Re:symbols, caps, numbers

[PraiseBob]

IT companies like Microsoft? You've just described the exact password policy that the largest software company in the world uses to enforce a "strong password", under the guises of best practices. I don't know why you blame the end user, when the manufacturer is the one perpetuating this system through documentation, training certifications, and the operating system itself.

But all that aside, those passwords are plenty good enough. Any system that allows an attacker to brute force passwords, especially online, has a design problem. It would take an idiot to build a system that allows 1000 password guesses per second without a timeout. Guess wrong 5 times, and you get locked out for 10 minutes, and a warning email sent. Suddenly you've increased the brute force time to thousands of years, and the target is aware. This is basic stuff, and just about any dictionary word is safe.

Ever increasing complexity is an unnecessary solution. Password breaches are not being done through brute force, there's no real reason to make brute force harder.

Re:symbols, caps, numbers

[DaTrueDave]

Not only that, but remember multiple different passwords like that, because some websites/databases don't allow the carat symbol.

I have over 20 different passwords for different sites at work. Some of them don't allow a password under 12 characters, some don't allow a password over 8 characters. Some don't allow a number or symbol in the first space. Some only allow 6 different symbols to be used. Some don't allow capital letters. Some require capital letters.
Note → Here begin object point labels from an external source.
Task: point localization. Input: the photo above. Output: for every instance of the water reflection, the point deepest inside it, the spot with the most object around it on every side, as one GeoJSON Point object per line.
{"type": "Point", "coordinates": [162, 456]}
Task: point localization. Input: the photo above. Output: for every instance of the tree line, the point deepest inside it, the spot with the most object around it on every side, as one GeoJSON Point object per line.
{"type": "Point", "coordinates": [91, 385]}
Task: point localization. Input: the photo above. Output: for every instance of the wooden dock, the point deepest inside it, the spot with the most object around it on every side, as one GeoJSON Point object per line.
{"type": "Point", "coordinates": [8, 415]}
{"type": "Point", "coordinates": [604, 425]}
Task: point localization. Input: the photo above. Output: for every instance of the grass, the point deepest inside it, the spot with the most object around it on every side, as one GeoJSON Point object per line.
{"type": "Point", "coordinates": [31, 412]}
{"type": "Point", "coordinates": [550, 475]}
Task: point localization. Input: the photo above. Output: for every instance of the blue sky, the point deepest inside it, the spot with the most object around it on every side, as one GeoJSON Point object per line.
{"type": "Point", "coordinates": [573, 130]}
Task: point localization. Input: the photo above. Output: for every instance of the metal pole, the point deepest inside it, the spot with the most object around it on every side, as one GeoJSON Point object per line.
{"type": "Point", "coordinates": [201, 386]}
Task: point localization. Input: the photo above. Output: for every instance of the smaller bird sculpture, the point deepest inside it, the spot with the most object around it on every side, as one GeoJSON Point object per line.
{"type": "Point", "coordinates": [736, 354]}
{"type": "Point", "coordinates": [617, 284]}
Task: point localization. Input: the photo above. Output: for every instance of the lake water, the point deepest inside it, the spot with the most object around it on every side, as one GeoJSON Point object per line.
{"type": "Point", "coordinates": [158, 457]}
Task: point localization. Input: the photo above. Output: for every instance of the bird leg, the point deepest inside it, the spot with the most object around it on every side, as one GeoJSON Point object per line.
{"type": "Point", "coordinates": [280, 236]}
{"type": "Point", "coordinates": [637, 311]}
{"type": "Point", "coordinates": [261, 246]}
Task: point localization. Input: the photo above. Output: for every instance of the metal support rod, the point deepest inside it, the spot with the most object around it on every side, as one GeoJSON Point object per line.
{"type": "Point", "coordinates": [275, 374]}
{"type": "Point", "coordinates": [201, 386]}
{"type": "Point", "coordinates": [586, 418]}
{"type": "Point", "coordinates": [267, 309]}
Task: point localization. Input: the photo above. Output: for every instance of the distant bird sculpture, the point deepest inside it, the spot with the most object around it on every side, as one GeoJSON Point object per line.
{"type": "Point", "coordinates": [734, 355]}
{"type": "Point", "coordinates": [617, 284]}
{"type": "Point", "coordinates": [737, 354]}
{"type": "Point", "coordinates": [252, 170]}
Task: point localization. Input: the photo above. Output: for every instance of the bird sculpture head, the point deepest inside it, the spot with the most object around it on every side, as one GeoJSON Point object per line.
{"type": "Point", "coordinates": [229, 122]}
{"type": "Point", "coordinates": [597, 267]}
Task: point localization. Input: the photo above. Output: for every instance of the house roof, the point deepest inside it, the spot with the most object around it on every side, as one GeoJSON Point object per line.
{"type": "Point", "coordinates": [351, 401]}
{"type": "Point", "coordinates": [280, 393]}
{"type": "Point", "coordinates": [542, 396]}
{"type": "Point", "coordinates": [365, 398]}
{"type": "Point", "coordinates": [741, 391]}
It's insane. It's not possible for my coworkers to remember them all, so they get written down, which certainly doesn't increase security. Many times people keep their passwords in their phones. Some write them down on paper and keep them in their wallet. Some folks leave them on notes in their cubicle.

Then, to top it off, some require the password to change every 30 days. Some every 60 days. Some every 90 days.

These insane attempts to force password security have actually destroyed it.